In an interview with the Wall Street Journal, Contreras said he would consider several ways to increase diversity at the school, such as expanding outreach to middle schools that don’t normally send many students to Stuyvesant, using alumni as mentors, and starting an intensive summer prep program for prospective applicants.
In 2013, Brooklyn Technical High School (one of the city’s three original specialized high schools, along with Stuyvesant and the Bronx High School of Science) started its own summer program that provides rising seventh graders from underrepresented middle schools five weeks of summer enrichment courses and extensive test prep. In its first year, 30 students completed the full year of programming. Of those, 16 were admitted to Brooklyn Tech and 10 to Stuyvesant.
Brooklyn Tech also participates in the Discovery program, which gives roughly 220 students who just missed the cutoff on the Specialized High School Admissions Test a seat at a participating school if they complete a summer curriculum. Though the program added an additional 100 spots last year, the share of black and Hispanic students enrolled dropped from 32 percent in 2015 to 26 percent this year.
Stuyvesant stopped participating in the Discovery program more than a decade ago when the city added five more specialized schools and lowered the cutoff score needed to qualify for the program. Stuyvesant’s then-principal Stanley Teitel felt the change would leave Discovery students too far behind their classmates. Of the original three specialized high schools, only Brooklyn Tech still participates in Discovery.

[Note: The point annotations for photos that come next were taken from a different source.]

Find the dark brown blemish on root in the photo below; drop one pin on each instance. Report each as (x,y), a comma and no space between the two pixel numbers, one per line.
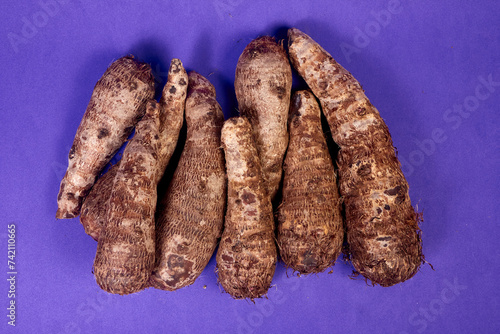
(323,85)
(248,198)
(103,132)
(365,170)
(227,258)
(280,91)
(393,192)
(72,152)
(361,111)
(175,261)
(399,192)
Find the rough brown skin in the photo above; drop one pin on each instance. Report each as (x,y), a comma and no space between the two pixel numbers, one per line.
(126,245)
(310,227)
(94,208)
(247,254)
(117,103)
(382,226)
(191,215)
(263,83)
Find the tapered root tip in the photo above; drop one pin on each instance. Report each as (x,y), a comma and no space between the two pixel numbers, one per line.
(199,84)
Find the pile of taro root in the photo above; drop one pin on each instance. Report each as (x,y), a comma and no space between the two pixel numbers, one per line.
(256,185)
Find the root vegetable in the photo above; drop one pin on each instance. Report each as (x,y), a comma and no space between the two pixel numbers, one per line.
(117,103)
(382,226)
(310,227)
(190,216)
(263,83)
(94,208)
(126,245)
(246,259)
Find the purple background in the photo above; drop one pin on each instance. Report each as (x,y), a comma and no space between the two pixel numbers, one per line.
(422,66)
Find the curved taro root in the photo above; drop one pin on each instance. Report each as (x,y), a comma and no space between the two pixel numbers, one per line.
(310,227)
(126,245)
(117,103)
(246,258)
(382,226)
(95,206)
(191,215)
(263,83)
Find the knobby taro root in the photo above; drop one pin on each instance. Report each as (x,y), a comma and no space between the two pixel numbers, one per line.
(126,244)
(310,227)
(382,226)
(95,206)
(263,83)
(117,103)
(190,216)
(247,254)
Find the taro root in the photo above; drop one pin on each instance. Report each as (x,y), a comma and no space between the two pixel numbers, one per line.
(310,227)
(117,103)
(247,254)
(126,244)
(381,225)
(263,83)
(191,215)
(172,102)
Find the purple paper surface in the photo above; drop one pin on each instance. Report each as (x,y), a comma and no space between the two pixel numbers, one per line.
(431,68)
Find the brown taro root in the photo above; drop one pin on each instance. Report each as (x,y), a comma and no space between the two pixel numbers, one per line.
(382,226)
(310,228)
(247,254)
(117,103)
(190,216)
(126,245)
(94,208)
(263,83)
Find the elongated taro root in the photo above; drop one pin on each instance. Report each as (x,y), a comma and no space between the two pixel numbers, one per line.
(263,83)
(117,103)
(382,226)
(310,227)
(126,245)
(191,215)
(95,206)
(247,254)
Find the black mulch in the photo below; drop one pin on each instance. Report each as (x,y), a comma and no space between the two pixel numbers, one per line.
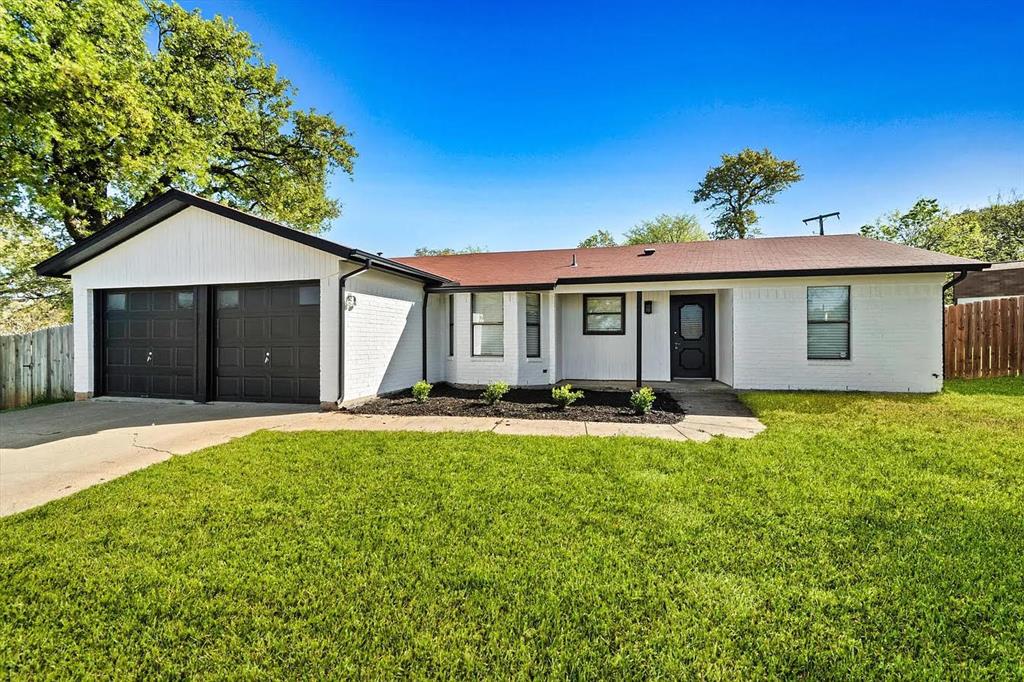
(449,400)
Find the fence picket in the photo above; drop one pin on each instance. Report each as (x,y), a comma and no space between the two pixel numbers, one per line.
(35,367)
(985,338)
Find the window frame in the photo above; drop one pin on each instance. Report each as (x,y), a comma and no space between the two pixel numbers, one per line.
(540,312)
(622,315)
(451,302)
(474,325)
(847,322)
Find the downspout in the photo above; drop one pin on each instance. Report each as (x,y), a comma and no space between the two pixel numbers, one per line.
(639,338)
(424,332)
(341,326)
(955,281)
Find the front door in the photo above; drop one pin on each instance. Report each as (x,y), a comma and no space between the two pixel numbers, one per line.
(693,336)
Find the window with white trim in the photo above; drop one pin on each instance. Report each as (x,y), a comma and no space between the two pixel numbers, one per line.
(827,323)
(487,324)
(532,325)
(604,313)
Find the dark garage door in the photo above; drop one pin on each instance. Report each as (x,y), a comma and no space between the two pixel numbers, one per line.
(267,342)
(148,343)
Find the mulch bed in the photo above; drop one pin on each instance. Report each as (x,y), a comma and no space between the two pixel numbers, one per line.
(449,400)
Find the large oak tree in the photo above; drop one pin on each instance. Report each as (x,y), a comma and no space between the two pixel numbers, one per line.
(104,103)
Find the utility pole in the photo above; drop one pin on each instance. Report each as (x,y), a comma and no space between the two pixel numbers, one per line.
(821,221)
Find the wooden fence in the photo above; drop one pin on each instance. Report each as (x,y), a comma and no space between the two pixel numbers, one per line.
(36,367)
(985,338)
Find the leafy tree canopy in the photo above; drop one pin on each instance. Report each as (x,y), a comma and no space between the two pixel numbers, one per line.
(426,251)
(994,232)
(665,228)
(737,184)
(107,102)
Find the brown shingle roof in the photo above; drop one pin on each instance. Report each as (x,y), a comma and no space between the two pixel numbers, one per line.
(694,260)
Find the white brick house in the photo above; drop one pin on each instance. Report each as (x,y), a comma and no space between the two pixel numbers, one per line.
(184,298)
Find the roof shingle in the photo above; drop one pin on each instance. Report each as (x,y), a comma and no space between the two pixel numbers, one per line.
(696,260)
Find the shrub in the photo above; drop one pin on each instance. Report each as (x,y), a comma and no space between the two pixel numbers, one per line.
(421,390)
(495,392)
(564,395)
(642,399)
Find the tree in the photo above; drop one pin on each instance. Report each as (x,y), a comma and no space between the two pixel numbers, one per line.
(93,119)
(601,238)
(928,225)
(665,228)
(740,182)
(426,251)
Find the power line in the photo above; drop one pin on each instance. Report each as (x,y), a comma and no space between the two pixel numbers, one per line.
(821,221)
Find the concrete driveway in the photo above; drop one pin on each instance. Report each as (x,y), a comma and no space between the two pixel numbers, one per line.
(52,451)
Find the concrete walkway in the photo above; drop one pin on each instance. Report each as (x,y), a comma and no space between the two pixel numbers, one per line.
(53,451)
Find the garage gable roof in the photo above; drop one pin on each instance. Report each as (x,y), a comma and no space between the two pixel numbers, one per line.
(173,201)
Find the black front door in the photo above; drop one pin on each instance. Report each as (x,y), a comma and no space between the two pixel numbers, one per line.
(148,343)
(266,348)
(693,336)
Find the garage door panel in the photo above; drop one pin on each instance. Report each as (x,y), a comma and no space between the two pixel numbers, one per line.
(184,329)
(282,327)
(253,357)
(254,329)
(162,329)
(268,318)
(228,329)
(163,301)
(228,357)
(138,329)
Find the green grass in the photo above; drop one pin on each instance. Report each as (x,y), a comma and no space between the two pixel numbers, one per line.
(861,536)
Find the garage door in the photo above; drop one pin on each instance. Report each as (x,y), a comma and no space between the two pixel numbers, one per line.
(148,343)
(267,342)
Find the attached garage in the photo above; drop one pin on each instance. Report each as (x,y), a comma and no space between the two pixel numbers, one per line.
(267,343)
(184,298)
(148,342)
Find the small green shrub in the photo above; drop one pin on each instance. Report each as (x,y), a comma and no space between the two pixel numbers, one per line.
(642,399)
(421,390)
(563,396)
(495,392)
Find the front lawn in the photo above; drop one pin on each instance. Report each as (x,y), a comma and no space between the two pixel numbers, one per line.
(860,536)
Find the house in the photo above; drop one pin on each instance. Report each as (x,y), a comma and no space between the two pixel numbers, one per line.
(185,298)
(999,281)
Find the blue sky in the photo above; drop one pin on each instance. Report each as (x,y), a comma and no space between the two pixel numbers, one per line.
(521,125)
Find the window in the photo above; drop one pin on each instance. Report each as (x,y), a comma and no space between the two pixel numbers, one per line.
(827,323)
(532,325)
(691,322)
(604,313)
(487,323)
(116,302)
(227,298)
(451,325)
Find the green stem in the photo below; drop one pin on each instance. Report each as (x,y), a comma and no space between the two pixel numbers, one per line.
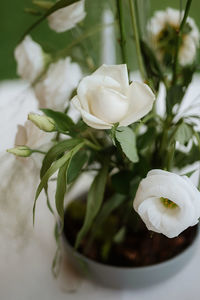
(175,65)
(137,40)
(122,31)
(93,146)
(38,151)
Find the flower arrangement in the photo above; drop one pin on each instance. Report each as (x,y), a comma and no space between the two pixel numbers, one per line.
(135,154)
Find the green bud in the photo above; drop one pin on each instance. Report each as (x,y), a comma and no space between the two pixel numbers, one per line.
(43,4)
(43,122)
(22,151)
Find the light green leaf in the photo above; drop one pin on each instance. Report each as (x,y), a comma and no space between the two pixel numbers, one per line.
(108,207)
(75,165)
(120,235)
(56,6)
(184,133)
(43,4)
(55,166)
(61,190)
(94,201)
(63,122)
(127,140)
(57,150)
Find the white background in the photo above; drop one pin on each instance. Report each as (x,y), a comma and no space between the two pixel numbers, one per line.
(25,260)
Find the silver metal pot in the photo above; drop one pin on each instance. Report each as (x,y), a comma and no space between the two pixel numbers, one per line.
(131,277)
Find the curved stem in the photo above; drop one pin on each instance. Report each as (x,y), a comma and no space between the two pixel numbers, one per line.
(175,65)
(38,151)
(137,40)
(122,31)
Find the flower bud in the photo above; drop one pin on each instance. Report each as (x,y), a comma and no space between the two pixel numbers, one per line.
(42,122)
(67,17)
(30,59)
(22,151)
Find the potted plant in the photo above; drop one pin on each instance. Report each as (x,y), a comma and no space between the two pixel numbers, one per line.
(136,217)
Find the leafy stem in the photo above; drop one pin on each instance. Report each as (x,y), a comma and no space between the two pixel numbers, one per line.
(179,34)
(122,31)
(137,40)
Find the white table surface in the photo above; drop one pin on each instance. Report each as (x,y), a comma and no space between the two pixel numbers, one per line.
(25,259)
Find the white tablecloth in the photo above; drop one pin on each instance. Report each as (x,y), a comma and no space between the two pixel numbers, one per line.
(25,260)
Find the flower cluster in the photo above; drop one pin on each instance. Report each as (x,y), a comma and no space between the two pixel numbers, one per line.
(119,133)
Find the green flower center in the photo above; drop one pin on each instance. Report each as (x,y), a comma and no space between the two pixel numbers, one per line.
(168,203)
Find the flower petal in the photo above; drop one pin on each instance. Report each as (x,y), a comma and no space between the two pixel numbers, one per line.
(117,72)
(141,100)
(89,119)
(91,83)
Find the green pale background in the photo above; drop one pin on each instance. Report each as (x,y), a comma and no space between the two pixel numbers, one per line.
(13,22)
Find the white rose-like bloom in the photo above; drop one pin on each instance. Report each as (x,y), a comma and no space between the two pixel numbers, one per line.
(163,28)
(30,59)
(55,88)
(167,203)
(66,18)
(105,98)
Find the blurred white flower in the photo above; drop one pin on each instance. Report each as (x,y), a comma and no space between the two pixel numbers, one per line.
(105,98)
(55,88)
(30,59)
(163,28)
(167,203)
(66,18)
(22,151)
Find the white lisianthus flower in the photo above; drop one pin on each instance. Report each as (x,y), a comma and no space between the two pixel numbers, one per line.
(167,203)
(30,59)
(163,28)
(105,98)
(66,18)
(55,88)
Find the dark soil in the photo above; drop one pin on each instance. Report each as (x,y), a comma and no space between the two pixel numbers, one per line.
(138,249)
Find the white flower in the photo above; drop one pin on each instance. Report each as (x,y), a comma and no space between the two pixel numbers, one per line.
(105,98)
(66,18)
(55,88)
(34,138)
(30,59)
(163,35)
(167,203)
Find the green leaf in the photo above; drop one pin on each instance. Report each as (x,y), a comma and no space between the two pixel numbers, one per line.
(120,235)
(127,140)
(61,190)
(43,4)
(54,153)
(75,165)
(121,182)
(108,207)
(174,95)
(56,6)
(184,133)
(63,122)
(94,201)
(55,166)
(183,159)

Despite Contreras’ best intentions, advocates say he will likely have a hard time changing the demographics at his school. Unlike the other five specialized high schools, Stuyvesant, Bronx Science and Brooklyn Tech are bound by state law to use only the Specialized High School Admissions Test for deciding who gets in.
Diversity advocates have long pushed for expanding admissions beyond a single test, but legislation to change that requirement has repeatedly failed. One recent bill, introduced in the State Assembly in 2014 and backed by the New York City Council and Schools Chancellor Carmen Fariña, never made it to a vote.
In October, advocates sent Fariña a letter asking for changes to the admissions process. One proposal would guarantee the highest-achieving students at each middle school a seat at one of the specialized high schools; another would allow the specialized schools to consider additional criteria like applicants’ state test scores in admissions.
According to the Community Service Society, changes like these would nearly double the number of black and Hispanic students in specialized schools. But Lazar Treschan, the organization’s director of youth policy, doesn’t discount the ideas Contreras is contemplating for Stuyvesant.
“As long as there’s a single test, there will be a lot of efforts with few results,” Treschan said. “But it’s great to see the school’s leadership recognize that it’s time for change.”